Ainsi la lutte contre le réchauffement climatique et les émissions de gaz à effet de serre doit être menée sur un front commun avec celle de la protection des écosystèmes et de la réduction du nombre d’espèces menacées d’extinction.

La COP15 fixe 23 objectifs à l’horizon 2030, qui mélangent des enjeux de conservation, d’utilisation durable des ressources et de partage des bénéfices.

Une des mesures majeures vise à protéger 30 % de la planète (terre et mer, contre actuellement respectivement 17 et 8 %), et ne pas altérer les 3 % de territoires dits « intacts » de la planète. Mais la définition de cette protection est très élastique. Selon le rapport de l’association Bloom publié le 7 octobre 2021, 47 % du temps de pêche des navires industriels français ont eu lieu dans les zones marines protégées, et ce tout à fait légalement ! De plus, pour faire du chiffre, des gouvernements ont parfois mis sous protection des zones sans intérêt pour la biodiversité ou créé des zones sans aucun moyen de protection effective, appelées des « parcs de papier ». Selon un spécialiste des aires protégées, Mike Appleton, « il y a plus de personnes employées dans les terrains de golf et les country clubs des Etats-Unis que de gardes publics dans le monde ».

Les gouvernements de plusieurs États contestent ces mesures, avant même de discuter des moyens techniques et financiers à mettre en œuvre pour atteindre ces objectifs.
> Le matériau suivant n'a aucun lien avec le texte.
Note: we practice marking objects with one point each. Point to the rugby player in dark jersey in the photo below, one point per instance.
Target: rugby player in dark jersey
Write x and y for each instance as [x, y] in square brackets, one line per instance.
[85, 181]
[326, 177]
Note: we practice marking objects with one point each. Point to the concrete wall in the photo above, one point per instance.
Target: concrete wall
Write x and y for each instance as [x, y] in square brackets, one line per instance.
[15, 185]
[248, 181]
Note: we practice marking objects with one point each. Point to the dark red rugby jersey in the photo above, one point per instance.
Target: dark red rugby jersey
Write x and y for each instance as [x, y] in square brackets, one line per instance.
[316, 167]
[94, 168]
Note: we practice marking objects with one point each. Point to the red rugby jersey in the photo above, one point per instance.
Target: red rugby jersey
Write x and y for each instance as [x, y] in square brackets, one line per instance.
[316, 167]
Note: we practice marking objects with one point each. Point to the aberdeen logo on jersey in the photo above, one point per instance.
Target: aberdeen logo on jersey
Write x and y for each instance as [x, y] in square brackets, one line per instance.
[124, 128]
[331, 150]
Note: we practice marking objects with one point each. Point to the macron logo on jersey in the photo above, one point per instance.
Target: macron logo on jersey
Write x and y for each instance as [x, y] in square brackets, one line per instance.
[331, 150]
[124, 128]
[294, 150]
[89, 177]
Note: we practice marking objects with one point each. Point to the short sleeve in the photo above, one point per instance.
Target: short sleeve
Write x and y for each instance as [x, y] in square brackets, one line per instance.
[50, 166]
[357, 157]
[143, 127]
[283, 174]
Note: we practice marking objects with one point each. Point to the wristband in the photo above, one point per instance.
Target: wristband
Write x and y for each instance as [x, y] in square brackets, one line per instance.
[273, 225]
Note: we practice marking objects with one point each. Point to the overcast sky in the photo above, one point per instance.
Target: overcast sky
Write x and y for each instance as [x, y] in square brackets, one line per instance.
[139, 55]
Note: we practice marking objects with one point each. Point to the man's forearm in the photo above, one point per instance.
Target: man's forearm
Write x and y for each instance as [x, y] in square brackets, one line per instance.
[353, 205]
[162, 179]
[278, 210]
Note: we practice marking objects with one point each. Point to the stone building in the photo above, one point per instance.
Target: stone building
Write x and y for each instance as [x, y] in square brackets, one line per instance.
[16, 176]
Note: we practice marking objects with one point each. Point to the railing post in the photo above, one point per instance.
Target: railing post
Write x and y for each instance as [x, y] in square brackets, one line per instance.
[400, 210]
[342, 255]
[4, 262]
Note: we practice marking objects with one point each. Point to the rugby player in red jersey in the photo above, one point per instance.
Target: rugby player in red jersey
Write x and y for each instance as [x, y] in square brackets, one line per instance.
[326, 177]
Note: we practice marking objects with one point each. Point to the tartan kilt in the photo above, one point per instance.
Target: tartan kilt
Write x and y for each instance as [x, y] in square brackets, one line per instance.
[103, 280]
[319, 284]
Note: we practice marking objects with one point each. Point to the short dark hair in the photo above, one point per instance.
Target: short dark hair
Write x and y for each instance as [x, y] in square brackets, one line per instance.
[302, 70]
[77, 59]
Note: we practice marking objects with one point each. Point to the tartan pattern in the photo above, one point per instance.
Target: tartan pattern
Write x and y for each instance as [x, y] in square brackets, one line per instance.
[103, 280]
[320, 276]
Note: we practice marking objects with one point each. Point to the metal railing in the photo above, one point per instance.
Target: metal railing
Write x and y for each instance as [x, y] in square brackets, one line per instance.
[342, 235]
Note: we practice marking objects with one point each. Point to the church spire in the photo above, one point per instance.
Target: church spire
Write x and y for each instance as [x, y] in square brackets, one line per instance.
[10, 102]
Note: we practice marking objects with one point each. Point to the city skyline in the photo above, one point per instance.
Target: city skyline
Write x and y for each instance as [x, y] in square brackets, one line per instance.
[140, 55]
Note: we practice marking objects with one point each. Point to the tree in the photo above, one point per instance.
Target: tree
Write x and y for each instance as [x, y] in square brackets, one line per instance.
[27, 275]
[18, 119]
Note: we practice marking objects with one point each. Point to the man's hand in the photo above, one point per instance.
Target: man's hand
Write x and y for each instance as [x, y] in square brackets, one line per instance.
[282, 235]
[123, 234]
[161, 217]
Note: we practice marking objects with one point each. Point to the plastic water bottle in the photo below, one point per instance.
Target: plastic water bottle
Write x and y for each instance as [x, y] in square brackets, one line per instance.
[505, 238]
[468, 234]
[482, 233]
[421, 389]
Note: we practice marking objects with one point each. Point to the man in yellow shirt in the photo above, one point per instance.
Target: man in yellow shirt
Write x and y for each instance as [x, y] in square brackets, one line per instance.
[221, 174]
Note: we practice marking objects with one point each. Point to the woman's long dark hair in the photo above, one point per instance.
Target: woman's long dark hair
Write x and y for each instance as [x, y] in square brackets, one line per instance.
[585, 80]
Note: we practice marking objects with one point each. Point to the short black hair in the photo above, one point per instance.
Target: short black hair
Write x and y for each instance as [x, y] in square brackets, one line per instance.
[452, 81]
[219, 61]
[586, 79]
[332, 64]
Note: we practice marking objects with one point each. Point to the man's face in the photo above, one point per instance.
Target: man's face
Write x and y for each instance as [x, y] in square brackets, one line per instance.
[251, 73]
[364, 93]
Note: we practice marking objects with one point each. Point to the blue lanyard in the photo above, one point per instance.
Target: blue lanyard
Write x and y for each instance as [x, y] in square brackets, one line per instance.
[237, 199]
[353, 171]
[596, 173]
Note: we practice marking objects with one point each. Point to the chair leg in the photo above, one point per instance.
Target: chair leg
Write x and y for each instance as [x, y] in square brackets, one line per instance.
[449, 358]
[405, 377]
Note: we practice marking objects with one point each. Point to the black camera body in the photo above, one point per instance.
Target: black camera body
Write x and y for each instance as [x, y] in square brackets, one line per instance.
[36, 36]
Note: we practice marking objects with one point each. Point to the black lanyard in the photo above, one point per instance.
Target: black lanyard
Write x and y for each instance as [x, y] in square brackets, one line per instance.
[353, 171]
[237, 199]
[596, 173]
La réduction de l’usage des pesticides est elle aussi contestée, ainsi que la majorité des autres mesures discutées dans ce projet. Il semble donc que la COP15 ne fasse pas partie des priorités gouvernementales mondiales.

Les mesures de sobriété sont essentielles, tant sur le volet climatique que sur le volet de la biodiversité, et n’ont pas le vent en poupe chez les capitalistes, qui tiennent à leur monopole des moyens de production et à leurs privilèges, dévastateurs pour la planète.

Les chefs de gouvernements ne se sont pas déplacés à Montréal, seul le premier ministre canadien Trudeau est intervenu aux côtés des ministres de l’environnement. Au même moment la coupe du monde de football au Qatar, dans ses stades climatisés à ciel ouvert, voit s’afficher les têtes des pouvoirs exécutifs, dont Macron. Leur absence est significative des véritables priorités des États bourgeois, comme les discours bellicistes de Poutine et Biden au même moment, ainsi que l’essor généralisé des budgets militaires.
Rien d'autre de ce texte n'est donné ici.